When the staff member came in with the tray, Auden only acknowledged her with a nod. Another small act designed to make the entire household believe that she wasn’t only back, but that she was back as her mother’s daughter.

She completed the work she wanted to do in record time—even compared to her work before the brain damage. She seemed to know exactly where certain files were located, or how to retrieve documents she’d never before seen.

Including videos of her interacting with others in a way that should’ve been impossible with her brain injury. Complex, detailed interactions that couldn’t be faked with a nod here and there while Charisma did the talking.

Auden was the one doing the talking.

Parched, she grabbed the glass of water that had come on the tray, emptied it. Her lips remained dry in the aftermath, her heart pumping. Because…she shouldn’t be able to access this material. It was stored in a system that had been well above her security clearance when she’d been “normal”—she’d been too young then to have access to this depth of business information.

More than that…

Passwords.

A number of the documents she’d just pulled up had been password protected, and she’d breezed past the security as if it didn’t exist, her fingers typing in the necessary codes without hesitation.
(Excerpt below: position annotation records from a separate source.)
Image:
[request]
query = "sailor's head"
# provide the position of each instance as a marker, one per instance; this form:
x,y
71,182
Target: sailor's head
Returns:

Not only that, but when she checked some of the more obscure financial records, she saw that the last access had been by Shoshanna. Which meant these were documents even Charisma couldn’t access—she hadn’t been given the override by her mother before Shoshanna’s untimely death.

Her heart hitched.

There had to be an explanation. Perhaps she’d had other periods of lucidity while her mother was alive, and Shoshanna had decided to pass on the information. That must be it. Because what other possibility—

Chest tight, she touched the scar at her temple again.